Conclusion No single intervention can address all the complex factors contributing to child labour, such as poverty, lack of access to education, and limited awareness of children’s rights and need for attitudinal changes. Companies need to address the complex and persisting poverty and human rights issues that characterise the sector, including hazardous child labour. Paying cocoa prices that enable farmers to earn a living income is a primary step to eliminate these issues and toward creating a truly sustainable cocoa industry long-term.
Remediation serves to directly address the harm already caused by exploitative practices in the cocoa industry.
Awareness-raising must remain the foundation of remediation efforts because it changes attitudes, builds community support for children’s rights, and creates the conditions in which targeted interventions can succeed. Combined with material support such as school kits, bicycles and assistance in issuing birth certificates, it removes immediate barriers to schooling and boosts enrolment and attendance. Where available, labour brigades reduce on-farm demand for child labour, while vocational training and strengthened income-generating activities offer longer-term alternatives for older children and their families when paired with market-linked support.

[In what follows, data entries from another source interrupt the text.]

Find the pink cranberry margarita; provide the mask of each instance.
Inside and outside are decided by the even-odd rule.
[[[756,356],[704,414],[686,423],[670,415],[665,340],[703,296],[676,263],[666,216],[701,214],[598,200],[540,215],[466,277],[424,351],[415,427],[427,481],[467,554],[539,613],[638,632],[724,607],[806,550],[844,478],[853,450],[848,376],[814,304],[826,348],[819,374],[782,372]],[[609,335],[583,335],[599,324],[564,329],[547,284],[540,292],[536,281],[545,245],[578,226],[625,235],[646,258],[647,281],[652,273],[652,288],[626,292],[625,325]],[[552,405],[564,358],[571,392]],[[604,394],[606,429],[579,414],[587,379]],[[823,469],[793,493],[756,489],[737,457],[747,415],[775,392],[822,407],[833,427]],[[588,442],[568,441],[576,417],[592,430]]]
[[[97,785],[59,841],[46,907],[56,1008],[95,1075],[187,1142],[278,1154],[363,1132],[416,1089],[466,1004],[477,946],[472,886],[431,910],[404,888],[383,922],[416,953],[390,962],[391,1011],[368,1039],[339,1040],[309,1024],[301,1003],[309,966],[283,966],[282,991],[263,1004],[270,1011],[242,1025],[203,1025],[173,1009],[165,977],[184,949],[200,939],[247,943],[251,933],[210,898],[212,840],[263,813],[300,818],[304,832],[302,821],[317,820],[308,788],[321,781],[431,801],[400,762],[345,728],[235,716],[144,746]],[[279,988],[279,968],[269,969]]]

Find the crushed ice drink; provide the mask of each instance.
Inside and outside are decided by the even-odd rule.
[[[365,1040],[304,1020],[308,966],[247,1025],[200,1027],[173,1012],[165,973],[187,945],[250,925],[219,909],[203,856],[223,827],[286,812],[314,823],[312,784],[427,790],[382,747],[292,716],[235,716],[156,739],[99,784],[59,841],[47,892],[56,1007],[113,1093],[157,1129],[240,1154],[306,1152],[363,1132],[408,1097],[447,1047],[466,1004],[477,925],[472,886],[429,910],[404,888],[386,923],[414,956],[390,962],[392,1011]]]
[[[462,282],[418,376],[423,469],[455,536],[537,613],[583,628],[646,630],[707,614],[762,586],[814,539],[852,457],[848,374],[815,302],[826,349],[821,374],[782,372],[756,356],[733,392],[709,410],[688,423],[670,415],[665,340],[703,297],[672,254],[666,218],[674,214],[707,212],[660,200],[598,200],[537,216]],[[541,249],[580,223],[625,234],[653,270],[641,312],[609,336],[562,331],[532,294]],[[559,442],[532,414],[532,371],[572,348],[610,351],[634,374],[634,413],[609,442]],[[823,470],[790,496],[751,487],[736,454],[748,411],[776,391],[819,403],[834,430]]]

To achieve sustained reductions in child labour, programmes should integrate continuous awareness campaigns with accessible educational supports, scalable labour substitution, market-oriented skills training, and measures to improve household incomes. They should also be complemented by more wide-reaching investments in community development and infrastructure to create environments that support children’s well-being and reduce the root causes of child labour. Only a coordinated, multi-faceted approach will secure lasting access to education and protect the wellbeing of children in cocoa-growing communities. Acknowledgements This study was written by Tony’s Open Chain, based on findings from studies carried out by Inputs Africa (Côte d’Ivoire), and Participatory Development Associates (Ghana).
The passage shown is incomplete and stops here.